Regionalminister Schmidt plädiert für mehr Geld, Ökoenergie und Fachkräfte für Schlüsselindustrie – und mehr Augenmaß

Dresden, 14. Juli 2023. Mehr Ökoenergie und Subventionen sowie eine Fachkräfte-Offensive hat der sächsische Regionalminister Thomas Schmidt (CDU) für die Mikroelektronik in Deutschland und speziell in Sachsen gefordert. In der Debatte „Halbleiter Made in Europe – Weg zu mehr (Un)abhängigkeit?“ der sächsischen Landeszentrale für politische Bildung verwies er auf erhebliche wirtschaftliche, ökologische und demografische Herausforderungen, vor denen Europas Halbleiterindustrie derzeit stehe.

Mitschnitt der Debatte
durch die Landeszentrale
für politische Bildung:

Fast schon „erpresserisch“

Angesichts der konkurrierenden Chipförderprogramme in den USA, in Südkorea, China, Indien und anderen Staaten sei kaum vorstellbar, dass die bisher für das europäische Chipgesetz („European Chips Act“) eingeplanten EU-Mittel ausreichen werden, um die gewünschte Aufholjagd von Europas Mikroelektronik zu schaffen. „Da kommen zwar noch die nationalen Investitionen wie beispielsweise für Intel in Magdeburg hinzu“, betonte Schmidt, der bei den Beratungen zum Chipgesetz als Vertreter der Regionen agiert hatte. Dennoch sei klar: „Das muss mehr Geld werden.“ Anderseits dürfe sich Europa nicht zum Spielball hoch pokernder Investoren machen: Wie Intel die Subventionen für seine geplanten beiden Chipfabriken in Magdeburg auf knapp zehn Milliarden Euro hochgetrieben habe, sei fast schon „erpresserisch“.
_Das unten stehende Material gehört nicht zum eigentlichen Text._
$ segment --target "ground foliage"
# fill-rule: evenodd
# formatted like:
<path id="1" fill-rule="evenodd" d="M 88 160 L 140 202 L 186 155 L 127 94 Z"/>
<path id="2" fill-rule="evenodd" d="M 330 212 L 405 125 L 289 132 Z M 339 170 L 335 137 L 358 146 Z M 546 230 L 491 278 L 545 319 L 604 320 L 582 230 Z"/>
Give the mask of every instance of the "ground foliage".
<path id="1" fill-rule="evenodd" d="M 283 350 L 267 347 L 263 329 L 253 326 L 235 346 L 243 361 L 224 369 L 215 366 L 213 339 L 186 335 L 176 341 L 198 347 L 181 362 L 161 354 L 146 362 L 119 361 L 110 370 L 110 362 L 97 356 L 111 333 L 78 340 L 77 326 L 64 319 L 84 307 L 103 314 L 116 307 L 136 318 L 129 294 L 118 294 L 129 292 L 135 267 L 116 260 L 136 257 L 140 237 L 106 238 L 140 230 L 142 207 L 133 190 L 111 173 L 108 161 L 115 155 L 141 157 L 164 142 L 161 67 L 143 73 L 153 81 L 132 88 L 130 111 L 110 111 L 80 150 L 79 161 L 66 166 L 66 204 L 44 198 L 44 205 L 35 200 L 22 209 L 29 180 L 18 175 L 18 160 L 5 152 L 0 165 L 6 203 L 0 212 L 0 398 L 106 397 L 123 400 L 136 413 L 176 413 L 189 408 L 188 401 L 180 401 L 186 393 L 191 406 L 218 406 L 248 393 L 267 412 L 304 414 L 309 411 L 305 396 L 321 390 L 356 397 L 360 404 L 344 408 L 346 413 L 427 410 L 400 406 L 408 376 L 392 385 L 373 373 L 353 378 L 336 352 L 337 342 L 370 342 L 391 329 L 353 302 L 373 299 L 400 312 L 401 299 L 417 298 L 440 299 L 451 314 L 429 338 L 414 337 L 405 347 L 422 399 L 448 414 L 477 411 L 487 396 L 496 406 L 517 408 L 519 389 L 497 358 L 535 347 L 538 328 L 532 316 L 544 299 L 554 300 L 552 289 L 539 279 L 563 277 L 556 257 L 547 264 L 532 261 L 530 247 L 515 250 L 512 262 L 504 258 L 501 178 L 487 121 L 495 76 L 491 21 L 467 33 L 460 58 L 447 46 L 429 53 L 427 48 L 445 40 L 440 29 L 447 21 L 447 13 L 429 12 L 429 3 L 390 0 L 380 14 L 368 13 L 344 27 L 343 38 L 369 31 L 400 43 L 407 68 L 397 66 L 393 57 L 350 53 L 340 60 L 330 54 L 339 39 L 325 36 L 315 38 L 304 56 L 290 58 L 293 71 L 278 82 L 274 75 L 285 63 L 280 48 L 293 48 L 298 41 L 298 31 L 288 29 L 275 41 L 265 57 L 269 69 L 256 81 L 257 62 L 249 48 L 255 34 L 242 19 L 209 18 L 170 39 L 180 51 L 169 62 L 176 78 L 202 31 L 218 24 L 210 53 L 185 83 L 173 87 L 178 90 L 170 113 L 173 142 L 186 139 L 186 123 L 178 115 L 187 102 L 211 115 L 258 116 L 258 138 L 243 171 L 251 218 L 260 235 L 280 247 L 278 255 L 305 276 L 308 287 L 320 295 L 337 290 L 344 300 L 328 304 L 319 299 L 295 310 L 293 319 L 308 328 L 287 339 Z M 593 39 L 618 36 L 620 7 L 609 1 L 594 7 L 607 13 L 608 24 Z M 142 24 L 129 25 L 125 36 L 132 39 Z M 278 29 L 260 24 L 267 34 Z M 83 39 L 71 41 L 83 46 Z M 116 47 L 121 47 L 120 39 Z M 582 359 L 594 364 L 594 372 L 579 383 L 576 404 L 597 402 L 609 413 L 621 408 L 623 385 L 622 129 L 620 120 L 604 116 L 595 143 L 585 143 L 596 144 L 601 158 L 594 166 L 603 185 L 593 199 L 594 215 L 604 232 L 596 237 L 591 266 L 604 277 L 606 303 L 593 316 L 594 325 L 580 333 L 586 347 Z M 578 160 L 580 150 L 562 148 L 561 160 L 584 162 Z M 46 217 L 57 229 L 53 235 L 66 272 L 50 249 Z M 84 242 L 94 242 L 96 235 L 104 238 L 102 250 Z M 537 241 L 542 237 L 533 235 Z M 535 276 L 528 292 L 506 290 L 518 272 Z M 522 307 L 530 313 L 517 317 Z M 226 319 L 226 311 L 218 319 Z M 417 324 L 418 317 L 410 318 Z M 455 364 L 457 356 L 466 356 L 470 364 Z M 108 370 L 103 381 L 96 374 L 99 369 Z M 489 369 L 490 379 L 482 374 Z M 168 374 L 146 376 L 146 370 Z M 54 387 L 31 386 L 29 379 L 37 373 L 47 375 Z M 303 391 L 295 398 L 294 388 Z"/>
Das stillgelegte Kohlekraftwerk im saarländischen Ensdorf mit einer Animation der geplanten 200-Millimeter-Siliziumkarbid-Halbleiterfabrik von Wolfspeed und ZF. Visualisierung: ZF und Wolfspeed

Das stillgelegte Kohlekraftwerk im saarländischen Ensdorf mit einer Animation der geplanten 200-Millimeter-Siliziumkarbid-Halbleiterfabrik von Wolfspeed und ZF. Visualisierung: ZF und Wolfspeed

Die meisten Subventionen zahlen die Zielländer

Zur Erinnerung: Ein Großteil der Subventionen im Rahmen des Chip-Gesetzes stemmen letztlich die einzelnen Nationalstaaten und Regionen. Beispiele dafür sind eben die Zuschüsse für Intel in Magdeburg, Infineon in Dresden und Wolfspeed im Saarland, aber auch die Versuche der Spanier, in der Schaltkreis-Endmontage („Backend“) eine starke Marktposition aufzubauen.

Eher bescheidener Beitrag aus EU-Haushalt

Die EU selbst hingegen will selbst für ihr Mikroelektronik-Aufholprogramm nur 3,3 Milliarden Euro ausgeben. Den Rest sollen eben die Industrie selbst und die jeweiligen Mitgliedsstaaten finanzieren. Hinzu kommen in Europa allerdings noch die Milliarden-Summen, die für „Projekte von besonderem europäischen Interesse“ in der Mikroelektronik (Ipcei ME 1 und 2) geflossen sind und fließen.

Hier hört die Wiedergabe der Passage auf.